431392 Incorporating Intra-Particle Temperature Gradient in Dpm Modeling of Biomass Fast Pyrolysis

Tuesday, November 10, 2015: 3:57 PM
257B (Salt Palace Convention Center)
Qingang Xiong, Computer Science and Mathematics Division, Oak Ridge National Laboratory, Oak Ridge, TN, Sreekanth Pannala, Computer Science and Mathematics Division, Oak Ridge National Laboratories, Oak Ridge, TN and Stuart C. Daw, Feerc, Oak Ridge National Laboratory, Knoxville, TN

Incorporating intra-particle temperature gradient in DPM modeling of biomass fast pyrolysis

Qingang Xiong, Sreekanth Pannala, Stuart C. Daw

Oak Ridge National Laboratory, Oak Ridge, Tennessee 37831, USA

Emails: xiongq@ornl.gov (Q. Xiong), pannalas@gmail.com (S. Pannala), dawcs@ornl.gov (S. C. Daw)

Abstract Numerical simulation plays a vital role in the development of advanced technologies for biomass fast pyrolysis.

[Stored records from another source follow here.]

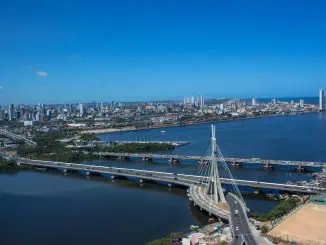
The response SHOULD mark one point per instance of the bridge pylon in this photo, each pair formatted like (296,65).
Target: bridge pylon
(214,187)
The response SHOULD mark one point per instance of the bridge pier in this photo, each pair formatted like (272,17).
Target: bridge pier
(123,158)
(174,161)
(268,166)
(147,159)
(300,168)
(235,164)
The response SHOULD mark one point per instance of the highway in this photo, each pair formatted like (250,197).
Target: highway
(233,160)
(239,222)
(181,179)
(204,202)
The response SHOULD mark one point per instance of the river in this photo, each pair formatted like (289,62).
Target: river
(50,208)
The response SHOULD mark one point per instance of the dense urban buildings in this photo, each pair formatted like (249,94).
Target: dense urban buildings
(321,100)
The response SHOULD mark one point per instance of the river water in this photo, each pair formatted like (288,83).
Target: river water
(50,208)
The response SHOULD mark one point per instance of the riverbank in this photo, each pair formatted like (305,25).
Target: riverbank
(127,129)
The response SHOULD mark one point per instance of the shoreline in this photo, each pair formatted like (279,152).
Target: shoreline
(128,129)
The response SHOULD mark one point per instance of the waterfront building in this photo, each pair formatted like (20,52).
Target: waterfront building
(202,101)
(321,100)
(2,114)
(192,100)
(81,109)
(254,101)
(11,110)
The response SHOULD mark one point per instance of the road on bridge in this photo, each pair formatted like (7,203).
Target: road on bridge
(240,224)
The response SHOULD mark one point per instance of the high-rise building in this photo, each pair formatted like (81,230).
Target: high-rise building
(254,101)
(2,114)
(202,101)
(11,110)
(321,100)
(81,109)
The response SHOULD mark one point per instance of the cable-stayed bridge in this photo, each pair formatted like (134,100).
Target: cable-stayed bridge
(172,158)
(204,186)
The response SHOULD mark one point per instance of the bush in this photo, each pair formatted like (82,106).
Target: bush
(280,210)
(264,229)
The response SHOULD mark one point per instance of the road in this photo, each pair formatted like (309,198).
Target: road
(243,235)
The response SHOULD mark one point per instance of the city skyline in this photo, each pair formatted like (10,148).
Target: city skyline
(131,51)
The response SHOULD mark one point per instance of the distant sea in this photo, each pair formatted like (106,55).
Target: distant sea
(307,100)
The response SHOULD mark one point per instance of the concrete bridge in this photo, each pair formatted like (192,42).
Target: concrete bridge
(17,137)
(300,165)
(172,178)
(238,222)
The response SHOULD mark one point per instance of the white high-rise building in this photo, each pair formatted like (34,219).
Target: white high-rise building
(202,101)
(11,111)
(81,109)
(321,100)
(254,101)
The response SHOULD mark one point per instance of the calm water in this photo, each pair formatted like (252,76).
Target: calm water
(49,208)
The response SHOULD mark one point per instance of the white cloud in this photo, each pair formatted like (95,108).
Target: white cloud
(41,73)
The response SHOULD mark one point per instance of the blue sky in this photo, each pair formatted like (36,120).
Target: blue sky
(70,51)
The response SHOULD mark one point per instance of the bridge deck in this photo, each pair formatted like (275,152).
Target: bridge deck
(227,159)
(180,179)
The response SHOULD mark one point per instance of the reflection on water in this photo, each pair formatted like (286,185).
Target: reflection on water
(50,208)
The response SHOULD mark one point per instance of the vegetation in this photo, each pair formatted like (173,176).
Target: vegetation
(89,137)
(166,240)
(139,147)
(283,208)
(49,148)
(264,229)
(7,165)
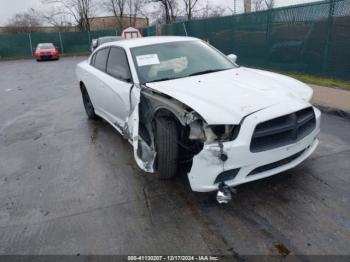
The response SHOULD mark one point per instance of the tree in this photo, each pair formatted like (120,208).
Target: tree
(25,22)
(135,9)
(82,11)
(169,9)
(117,7)
(212,11)
(190,6)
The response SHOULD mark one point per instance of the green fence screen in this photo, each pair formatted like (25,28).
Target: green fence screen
(311,38)
(21,45)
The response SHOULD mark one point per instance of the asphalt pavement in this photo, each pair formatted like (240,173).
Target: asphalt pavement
(71,186)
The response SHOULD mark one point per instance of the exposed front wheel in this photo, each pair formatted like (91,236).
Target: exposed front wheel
(89,108)
(167,148)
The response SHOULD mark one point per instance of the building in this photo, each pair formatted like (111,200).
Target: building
(115,23)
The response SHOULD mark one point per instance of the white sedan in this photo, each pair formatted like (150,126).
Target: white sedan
(178,99)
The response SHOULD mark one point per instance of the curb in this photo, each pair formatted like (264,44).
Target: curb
(334,111)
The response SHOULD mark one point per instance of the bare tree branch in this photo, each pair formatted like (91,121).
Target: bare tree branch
(82,11)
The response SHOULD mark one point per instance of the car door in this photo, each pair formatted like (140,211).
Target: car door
(95,85)
(117,85)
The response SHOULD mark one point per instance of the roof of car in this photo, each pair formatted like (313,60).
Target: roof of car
(150,40)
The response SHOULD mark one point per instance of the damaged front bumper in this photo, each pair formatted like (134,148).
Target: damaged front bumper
(242,165)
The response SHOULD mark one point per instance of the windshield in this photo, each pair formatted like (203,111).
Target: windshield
(168,61)
(46,46)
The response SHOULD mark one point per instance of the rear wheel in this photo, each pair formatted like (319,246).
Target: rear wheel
(89,108)
(167,148)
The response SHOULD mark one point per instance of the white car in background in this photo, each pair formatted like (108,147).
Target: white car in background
(179,99)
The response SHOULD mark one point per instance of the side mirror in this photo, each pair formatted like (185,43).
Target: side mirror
(233,58)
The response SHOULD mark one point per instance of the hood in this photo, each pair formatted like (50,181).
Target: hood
(226,97)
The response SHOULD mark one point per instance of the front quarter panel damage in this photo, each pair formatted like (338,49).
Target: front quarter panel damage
(149,105)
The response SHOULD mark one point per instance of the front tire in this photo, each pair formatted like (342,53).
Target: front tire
(167,148)
(89,108)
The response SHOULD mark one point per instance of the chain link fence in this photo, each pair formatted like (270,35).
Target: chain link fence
(311,38)
(21,45)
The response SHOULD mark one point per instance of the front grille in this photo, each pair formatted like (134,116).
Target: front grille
(277,164)
(283,130)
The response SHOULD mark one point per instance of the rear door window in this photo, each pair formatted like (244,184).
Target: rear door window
(118,65)
(100,60)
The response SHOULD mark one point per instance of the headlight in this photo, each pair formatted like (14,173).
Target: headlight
(221,133)
(199,130)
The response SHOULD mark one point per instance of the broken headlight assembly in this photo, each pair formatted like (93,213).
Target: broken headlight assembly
(213,133)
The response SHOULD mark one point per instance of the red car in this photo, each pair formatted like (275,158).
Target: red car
(46,51)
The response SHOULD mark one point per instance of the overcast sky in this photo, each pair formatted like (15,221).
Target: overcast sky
(10,7)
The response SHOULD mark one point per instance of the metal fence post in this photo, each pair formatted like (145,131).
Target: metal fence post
(30,44)
(89,38)
(268,32)
(61,43)
(329,36)
(185,28)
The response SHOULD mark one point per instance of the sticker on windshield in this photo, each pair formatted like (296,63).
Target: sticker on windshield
(145,60)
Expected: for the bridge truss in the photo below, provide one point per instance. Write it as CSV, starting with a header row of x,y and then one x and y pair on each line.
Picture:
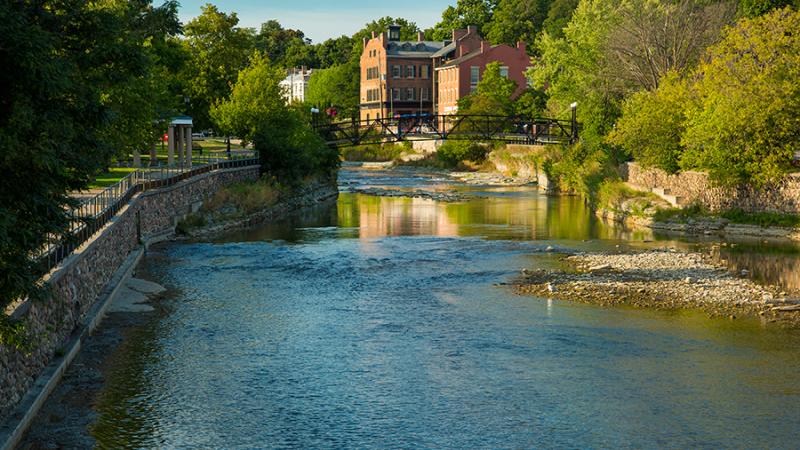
x,y
517,130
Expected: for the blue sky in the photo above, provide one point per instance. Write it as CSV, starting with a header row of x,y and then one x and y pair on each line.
x,y
319,19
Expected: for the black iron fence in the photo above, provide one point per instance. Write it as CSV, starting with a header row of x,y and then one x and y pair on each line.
x,y
94,213
511,129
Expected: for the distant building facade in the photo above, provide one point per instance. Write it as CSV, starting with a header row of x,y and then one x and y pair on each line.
x,y
397,76
461,64
429,77
295,84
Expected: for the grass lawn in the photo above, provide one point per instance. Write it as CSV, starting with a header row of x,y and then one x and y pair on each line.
x,y
111,177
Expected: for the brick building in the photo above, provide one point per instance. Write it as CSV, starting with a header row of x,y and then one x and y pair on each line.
x,y
397,76
460,66
295,84
428,77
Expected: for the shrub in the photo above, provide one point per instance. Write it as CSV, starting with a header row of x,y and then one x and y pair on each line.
x,y
453,152
653,123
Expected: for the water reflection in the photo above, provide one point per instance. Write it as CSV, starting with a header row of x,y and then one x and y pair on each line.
x,y
376,323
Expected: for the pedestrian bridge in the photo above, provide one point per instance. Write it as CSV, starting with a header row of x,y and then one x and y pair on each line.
x,y
510,129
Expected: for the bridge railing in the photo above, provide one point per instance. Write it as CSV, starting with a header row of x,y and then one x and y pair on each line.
x,y
475,127
93,213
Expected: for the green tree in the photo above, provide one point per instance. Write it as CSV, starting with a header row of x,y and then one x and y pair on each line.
x,y
333,52
653,123
754,8
493,95
285,47
71,73
517,20
255,98
745,126
654,37
575,69
463,14
289,149
218,50
336,87
558,16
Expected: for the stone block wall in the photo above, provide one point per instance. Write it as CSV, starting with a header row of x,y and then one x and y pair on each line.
x,y
76,284
695,187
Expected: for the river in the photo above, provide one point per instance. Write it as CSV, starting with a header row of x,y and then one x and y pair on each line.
x,y
378,322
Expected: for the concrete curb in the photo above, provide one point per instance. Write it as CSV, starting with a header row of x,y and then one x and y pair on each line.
x,y
13,430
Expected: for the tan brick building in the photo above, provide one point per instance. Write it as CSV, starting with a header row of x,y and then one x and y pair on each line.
x,y
397,76
427,77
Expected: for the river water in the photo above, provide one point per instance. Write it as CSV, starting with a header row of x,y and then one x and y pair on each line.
x,y
379,322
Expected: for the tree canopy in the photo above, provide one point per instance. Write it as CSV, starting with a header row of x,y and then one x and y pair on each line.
x,y
80,83
218,49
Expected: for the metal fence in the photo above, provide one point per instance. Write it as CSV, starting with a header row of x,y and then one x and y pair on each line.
x,y
94,213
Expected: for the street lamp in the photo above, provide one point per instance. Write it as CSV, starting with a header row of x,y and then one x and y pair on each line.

Because of its relatively low thermal conductivity, biomass particles are always thermally thick and the effects of intra-particle temperature gradient on the overall reactor performance need to be considered. In this study, intra-particle temperature distribution was modeled and incorporated into the discrete particle simulation (DPM) for modeling biomass fast pyrolysis in fluidized-bed reactor. Each biomass particle was tracked individually and the inter-particle interactions were resolved directly via the soft-sphere collision model. A global multi-component multi-step kinetics was employed to model the biomass fast pyrolysis reactions. To consider the temperature gradient inside biomass, a mathematical distribution of intra-particle temperature which was developed from single-particle models was assigned to each biomass particle depending on its conversion history. With the assigned intra-particle temperature information, the pyrolysis reaction rates were obtained semi-analytically. The incorporation of the intra-particle temperature distribution into DPM was carried out in the open-source MFIX-DEM code. A small fluidized bed reactor consisting of several thousand biomass particles was simulated. The results were compared with those from the DPM simulation without consideration of the intra-particle temperature gradient. In the future work, sand particles will be included and parallel computing will be launched to simulate a laboratory-scale bubbling fluidized-bed reactor for experimental validation.